Satuan-satuan pendidikan tersebut seharusnya menghormati keragaman agama atau keyakinan peserta didik. Dalam konteks ini, sekolah negeri termasuk kebijakan yang diterapkan kepada peserta didik, tidak sepatutnya berafiliasi dengan agama atau keyakinan tertentu.
Sebaliknya, sekolah harus mempromosikan kesadaran untuk saling menghormati perbedaan dan keragaman agama atau keyakinan, serta mengambil langkah-langkah yang efektif untuk menghilangkan kebijakan dan praktik diskriminatif.
Pengaturan terkait pakaian seragam sekolah sejatinya telah diatur secara jelas dalam Pasal 3 ayat (4) huruf d Permendikbud 45 tahun 2014 tentang Pakaian Seragam Sekolah Bagi Peserta Didik Jenjang Pendidikan Dasar dan Menengah yang berbunyi: “Pakaian seragam khas sekolah diatur oleh masing-masing sekolah dengan tetap memperhatikan hak setiap warga negara untuk menjalankan keyakinan agamanya masing-masing.”
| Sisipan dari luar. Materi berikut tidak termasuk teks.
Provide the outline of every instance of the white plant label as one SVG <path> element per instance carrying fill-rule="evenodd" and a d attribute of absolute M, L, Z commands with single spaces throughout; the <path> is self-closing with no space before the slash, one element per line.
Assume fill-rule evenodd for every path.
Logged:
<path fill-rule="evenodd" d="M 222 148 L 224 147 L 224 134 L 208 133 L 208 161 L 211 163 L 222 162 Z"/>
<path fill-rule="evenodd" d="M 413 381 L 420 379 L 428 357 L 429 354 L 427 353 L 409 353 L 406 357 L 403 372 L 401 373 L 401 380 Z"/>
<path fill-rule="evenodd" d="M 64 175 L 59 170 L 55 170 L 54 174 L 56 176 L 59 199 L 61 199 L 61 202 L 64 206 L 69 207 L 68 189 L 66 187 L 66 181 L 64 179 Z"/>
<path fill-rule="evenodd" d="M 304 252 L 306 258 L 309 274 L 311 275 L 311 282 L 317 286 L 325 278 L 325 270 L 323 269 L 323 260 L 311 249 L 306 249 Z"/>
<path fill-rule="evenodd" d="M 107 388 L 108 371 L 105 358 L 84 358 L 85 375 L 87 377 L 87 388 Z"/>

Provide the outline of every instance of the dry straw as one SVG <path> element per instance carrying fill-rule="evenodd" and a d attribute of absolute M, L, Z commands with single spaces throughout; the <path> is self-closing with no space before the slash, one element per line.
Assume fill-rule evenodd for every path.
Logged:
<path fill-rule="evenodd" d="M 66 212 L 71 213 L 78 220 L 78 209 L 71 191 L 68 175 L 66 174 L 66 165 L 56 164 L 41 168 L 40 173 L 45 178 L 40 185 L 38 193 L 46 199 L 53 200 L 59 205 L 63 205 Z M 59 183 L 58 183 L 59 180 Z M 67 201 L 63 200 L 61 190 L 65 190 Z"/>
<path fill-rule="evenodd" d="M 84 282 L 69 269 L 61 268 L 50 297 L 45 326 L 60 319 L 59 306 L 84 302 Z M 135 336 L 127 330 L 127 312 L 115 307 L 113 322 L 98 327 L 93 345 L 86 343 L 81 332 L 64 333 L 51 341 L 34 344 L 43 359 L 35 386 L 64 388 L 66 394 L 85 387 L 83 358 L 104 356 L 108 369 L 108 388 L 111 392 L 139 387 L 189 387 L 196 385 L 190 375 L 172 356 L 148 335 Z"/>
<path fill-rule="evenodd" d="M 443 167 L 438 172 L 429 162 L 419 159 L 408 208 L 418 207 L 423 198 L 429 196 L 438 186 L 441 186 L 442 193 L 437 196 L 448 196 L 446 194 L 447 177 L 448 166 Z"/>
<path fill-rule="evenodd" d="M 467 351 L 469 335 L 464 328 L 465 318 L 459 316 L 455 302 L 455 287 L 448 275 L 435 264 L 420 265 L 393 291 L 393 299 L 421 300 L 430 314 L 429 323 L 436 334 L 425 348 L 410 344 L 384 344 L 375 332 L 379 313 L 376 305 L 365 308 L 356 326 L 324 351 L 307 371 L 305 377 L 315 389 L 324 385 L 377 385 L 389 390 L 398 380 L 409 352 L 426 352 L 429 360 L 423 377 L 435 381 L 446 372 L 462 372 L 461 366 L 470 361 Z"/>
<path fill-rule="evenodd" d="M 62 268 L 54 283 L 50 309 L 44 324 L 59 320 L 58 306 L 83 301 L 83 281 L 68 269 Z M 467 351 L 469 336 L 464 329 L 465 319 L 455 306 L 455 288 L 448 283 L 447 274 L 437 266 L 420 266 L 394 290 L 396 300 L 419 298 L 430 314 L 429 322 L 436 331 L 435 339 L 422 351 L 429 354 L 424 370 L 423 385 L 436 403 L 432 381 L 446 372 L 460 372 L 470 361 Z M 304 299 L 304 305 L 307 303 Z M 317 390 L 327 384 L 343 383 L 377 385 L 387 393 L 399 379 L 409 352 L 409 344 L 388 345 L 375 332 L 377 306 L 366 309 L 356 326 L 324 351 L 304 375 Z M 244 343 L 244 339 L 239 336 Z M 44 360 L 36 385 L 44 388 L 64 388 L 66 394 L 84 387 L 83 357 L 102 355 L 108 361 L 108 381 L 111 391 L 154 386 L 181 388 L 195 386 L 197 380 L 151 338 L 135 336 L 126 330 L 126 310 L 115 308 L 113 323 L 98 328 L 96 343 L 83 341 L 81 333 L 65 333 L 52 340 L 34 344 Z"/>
Aturan ini seharusnya menjadi acuan oleh satuan-satuan pendidikan dalam menyusun peraturan tentang seragam sekolah sehingga menjamin hal-hal prinsipil, seperti hak untuk beragama dan mendapat pendidikan.
Persoalan mengenai penggunaan simbol dan atribut keagamaan merupakan bagian dari hak beragama atau berkeyakinan di mana negara wajib menghormati, melindungi, dan memenuhinya.
Prinsip HAM menegaskan kewajiban negara untuk menjaga kebebasan positif dan negatif hak beragama atau berkeyakinan secara bersamaan. Kebebasan positif adalah kebebasan setiap orang untuk menggunakan simbol agama, seperti jilbab, cadar, turban, dan kipran, sebagai sebuah pilihan yang bebas, tanpa paksaan.
Sebaliknya, kebebasan negatif mengharuskan negara atau otoritas publik lainnya untuk tidak menerapkan penggunaan simbol atau atribut keagamaan tersebut secara paksa terhadap individu atau kelompok tertentu. (SNP-KBB)
Imparsial menilai, isu terkait seragam sekolah dengan atribut agama tertentu yang dipaksakan kepada peserta didik harus disikapi secara serius mengingat hal ini tidak hanya terjadi di Padang, tetapi juga di daerah lain seperti Yogyakarta, Depok, Riau, Bali, Maumere, dan lain-lain.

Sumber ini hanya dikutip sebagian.